Even after finding that ground and surface water pollutants exist in more than permissible levels around the factory site, NEERI has throughout provided Sterlite with a way to cop out of the situation.

NEERI’s report also stated that though it had found radon in the vicinity of the plant it did not know how to compare it with internationally permissible limits of outside radon as that was not provided in the Bhabha Atomic Research Centre data sheet which it was referring to. It had found the radon concentrations to be in the range of five to 23 Bq/cubic meter (Becquerel per cubic meter). The United States Environment Protection Agency stipulated level for outdoor radon gas is 14.8 Bq/cubic meter.

NEERI had found glaring levels of pollution of iron, magnesium, calcium and sulphates.

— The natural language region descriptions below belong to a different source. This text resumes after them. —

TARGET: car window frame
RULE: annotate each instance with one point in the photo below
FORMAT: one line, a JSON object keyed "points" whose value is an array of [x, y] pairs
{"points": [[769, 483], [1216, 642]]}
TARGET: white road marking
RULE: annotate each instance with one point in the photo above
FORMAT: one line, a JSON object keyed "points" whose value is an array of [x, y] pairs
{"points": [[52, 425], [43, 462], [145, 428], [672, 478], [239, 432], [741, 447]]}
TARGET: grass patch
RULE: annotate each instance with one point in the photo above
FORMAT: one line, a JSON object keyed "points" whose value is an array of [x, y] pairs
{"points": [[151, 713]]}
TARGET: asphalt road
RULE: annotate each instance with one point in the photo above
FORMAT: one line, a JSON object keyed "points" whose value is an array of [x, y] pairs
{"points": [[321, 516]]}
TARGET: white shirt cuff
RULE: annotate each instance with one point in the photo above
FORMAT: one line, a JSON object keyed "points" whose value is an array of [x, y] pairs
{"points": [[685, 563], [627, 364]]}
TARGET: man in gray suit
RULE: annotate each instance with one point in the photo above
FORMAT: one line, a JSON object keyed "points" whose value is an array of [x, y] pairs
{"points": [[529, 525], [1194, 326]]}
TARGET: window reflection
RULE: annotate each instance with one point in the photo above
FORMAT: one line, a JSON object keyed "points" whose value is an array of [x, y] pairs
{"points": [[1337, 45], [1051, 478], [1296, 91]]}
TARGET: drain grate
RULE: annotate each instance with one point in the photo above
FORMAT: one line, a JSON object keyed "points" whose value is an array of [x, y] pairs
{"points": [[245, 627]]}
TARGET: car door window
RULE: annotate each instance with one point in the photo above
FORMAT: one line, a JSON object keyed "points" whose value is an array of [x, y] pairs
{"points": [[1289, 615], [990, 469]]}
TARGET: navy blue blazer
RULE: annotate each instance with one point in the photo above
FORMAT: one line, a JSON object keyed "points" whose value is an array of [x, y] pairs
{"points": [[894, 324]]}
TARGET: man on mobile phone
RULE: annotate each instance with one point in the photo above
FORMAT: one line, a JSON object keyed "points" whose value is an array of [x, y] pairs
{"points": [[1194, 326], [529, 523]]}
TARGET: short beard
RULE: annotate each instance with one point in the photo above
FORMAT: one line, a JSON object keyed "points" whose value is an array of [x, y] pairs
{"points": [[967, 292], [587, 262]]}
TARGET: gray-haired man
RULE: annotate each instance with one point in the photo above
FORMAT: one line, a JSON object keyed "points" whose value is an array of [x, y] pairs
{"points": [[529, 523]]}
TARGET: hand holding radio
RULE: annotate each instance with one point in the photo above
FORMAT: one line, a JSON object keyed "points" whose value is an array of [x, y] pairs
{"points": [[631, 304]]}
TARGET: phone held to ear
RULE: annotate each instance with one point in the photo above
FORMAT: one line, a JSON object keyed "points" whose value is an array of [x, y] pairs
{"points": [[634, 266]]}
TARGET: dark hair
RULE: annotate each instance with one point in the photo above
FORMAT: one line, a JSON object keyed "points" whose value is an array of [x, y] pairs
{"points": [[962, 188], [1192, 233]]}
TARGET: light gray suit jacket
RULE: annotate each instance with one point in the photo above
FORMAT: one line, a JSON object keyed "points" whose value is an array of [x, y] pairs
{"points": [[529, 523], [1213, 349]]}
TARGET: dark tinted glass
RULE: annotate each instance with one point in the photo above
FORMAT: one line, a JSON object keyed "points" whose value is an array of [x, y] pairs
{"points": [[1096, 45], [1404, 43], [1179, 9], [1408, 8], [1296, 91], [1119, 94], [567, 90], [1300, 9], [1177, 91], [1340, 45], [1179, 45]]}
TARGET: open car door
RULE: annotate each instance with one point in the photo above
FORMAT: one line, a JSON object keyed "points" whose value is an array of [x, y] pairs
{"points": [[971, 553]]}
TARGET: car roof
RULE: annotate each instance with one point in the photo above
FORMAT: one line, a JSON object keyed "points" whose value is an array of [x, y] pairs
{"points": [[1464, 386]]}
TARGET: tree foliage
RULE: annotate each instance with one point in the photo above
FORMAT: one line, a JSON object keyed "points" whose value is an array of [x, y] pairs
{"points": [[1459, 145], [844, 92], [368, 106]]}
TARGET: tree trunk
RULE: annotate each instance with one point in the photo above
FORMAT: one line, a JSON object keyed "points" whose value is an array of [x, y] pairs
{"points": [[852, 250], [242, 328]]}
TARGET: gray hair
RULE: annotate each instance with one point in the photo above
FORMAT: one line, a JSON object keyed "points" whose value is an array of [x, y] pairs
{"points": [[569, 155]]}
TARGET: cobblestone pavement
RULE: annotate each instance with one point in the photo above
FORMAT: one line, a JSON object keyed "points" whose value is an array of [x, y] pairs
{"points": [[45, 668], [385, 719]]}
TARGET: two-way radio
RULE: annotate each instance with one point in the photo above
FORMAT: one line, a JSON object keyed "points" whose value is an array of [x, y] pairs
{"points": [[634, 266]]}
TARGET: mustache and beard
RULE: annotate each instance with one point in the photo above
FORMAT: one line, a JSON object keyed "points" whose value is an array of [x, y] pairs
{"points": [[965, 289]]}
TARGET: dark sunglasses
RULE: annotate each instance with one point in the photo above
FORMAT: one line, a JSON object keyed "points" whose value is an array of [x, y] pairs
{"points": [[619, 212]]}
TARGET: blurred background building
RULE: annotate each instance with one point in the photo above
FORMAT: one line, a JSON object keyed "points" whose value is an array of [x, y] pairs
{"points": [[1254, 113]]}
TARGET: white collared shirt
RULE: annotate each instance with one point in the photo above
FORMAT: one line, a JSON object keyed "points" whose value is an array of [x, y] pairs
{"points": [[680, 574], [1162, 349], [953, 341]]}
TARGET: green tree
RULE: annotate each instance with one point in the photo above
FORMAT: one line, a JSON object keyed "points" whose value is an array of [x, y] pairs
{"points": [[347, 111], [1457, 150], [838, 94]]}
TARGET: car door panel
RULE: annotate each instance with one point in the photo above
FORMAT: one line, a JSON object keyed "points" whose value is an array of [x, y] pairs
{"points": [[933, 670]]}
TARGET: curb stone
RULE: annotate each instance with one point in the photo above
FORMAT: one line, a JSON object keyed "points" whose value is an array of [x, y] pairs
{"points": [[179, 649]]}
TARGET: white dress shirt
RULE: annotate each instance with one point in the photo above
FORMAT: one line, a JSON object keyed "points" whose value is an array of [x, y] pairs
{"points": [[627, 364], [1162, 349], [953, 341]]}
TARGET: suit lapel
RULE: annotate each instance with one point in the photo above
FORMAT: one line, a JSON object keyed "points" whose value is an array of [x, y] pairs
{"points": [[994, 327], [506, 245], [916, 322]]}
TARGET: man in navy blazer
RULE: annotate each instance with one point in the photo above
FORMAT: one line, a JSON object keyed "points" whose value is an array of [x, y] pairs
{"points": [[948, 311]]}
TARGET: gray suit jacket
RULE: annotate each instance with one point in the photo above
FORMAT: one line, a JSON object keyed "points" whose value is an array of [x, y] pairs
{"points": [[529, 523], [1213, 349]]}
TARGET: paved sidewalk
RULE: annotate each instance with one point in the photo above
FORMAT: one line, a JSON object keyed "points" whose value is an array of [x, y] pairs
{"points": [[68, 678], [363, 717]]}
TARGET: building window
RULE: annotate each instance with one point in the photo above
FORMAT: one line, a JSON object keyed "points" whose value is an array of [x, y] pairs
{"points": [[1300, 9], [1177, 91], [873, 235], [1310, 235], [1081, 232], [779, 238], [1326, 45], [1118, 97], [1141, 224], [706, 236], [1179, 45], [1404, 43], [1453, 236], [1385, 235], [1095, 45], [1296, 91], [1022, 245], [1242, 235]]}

But it has asked the company to improve upon these rather than provide an indictment that would help the court pronounce a stringent punishment. 

It has stated in its report in certain instances that the high amounts of pollution cannot be directly attributed to Sterlite’s plant. It has also blamed other industries around Sterlite like Kilburn Chemicals Ltd for the high concentration of pollutants like iron and provided the company a leeway to keep its operations up and about.

Due to NEERI’s down playing of the pollution caused by the plant, even though the Supreme Court, in its proceedings in 2013, accepted that Sterlite had caused pollution in and around the plant site, asked the company to pay up a fine of Rs 100 crore instead of upholding the 2010 judgement of the Madras High Court which had ordered for the plant to be shutdown.

In these proceedings, Sterlite had stated that NEERI and other authorities like the Tamil Nadu Pollution Control Board wanted its factory to be a model plant and hence had provided with advisories which it will follow henceforth.

According to activists like Jayaraman, no action towards improving effluents has been taken by the company as people in the villages around the plant are still suffering from the pollution and so rightly demanding that Sterlite’s plant be shut down.